Schema-Driven Orchestration Engine

Why this exists

The orchestration runtime introduces explicit schema validation and deterministic execution rules for multi-agent pipelines. The design favors predictable behavior over implicit conversational memory.

Main components

  • AgentManifest schema (src/agents/manifest.ts): validates personas, relationships, topology constraints, and a strict DAG pipeline.
  • Persona registry (src/agents/persona-registry.ts): renders templated prompts with runtime context and routes behavioral events.
  • Stateful storage for stateless execution (src/agents/state-context.ts): each node execution reads payload + state from storage to get fresh context.
  • DAG pipeline runner (src/agents/pipeline.ts): executes actor nodes, evaluates state/history/repo conditions, enforces retry/depth limits.
  • Orchestration facade (src/agents/orchestration.ts): wires manifest + registry + pipeline + state manager with env-driven limits.
  • Hierarchical resource suballocation (src/agents/provisioning.ts): builds child git-worktree and child port-range requests from parent allocation data.
  • Recursive manager runtime (src/agents/manager.ts): queue-aware fanout/fan-in execution with fail-fast child cancellation and session-level abort propagation.

Constraint model

  • Relationship constraints: per-edge limits (maxDepth, maxChildren) and process-level cap (AGENT_RELATIONSHIP_MAX_CHILDREN).
  • Pipeline constraints: per-node retry limits and process-level cap (AGENT_TOPOLOGY_MAX_RETRIES).
  • Topology constraints: max depth and retries from manifest + env caps.

Stateless handoffs

Node payloads are persisted under the state root.
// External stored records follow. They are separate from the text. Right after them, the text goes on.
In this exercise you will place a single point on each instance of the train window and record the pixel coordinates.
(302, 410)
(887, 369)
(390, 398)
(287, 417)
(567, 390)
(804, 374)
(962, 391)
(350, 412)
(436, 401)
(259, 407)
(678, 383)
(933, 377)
Nodes do not inherit in-memory conversational context from previous node runs. Fresh context is reconstructed from the handoff and persisted state each execution.

Recursive execution model

  • Recursive planning is schema-driven: a node returns child intents rather than imperatively spawning children.
  • Parent execution ends before child runs begin; the parent token is released and reacquired only for aggregate phase execution.
  • Child sessions use deterministic hierarchical IDs (<parent>_child_<n>) and are cancellable through parent session closure.
  • Resource orchestration remains external to AgentManager via middleware hooks for child allocation/release.

Security note

Tool clearance allowlists/banlists are currently data-model stubs. Enforcement must be implemented in the tool execution boundary before relying on these policies for hard guarantees.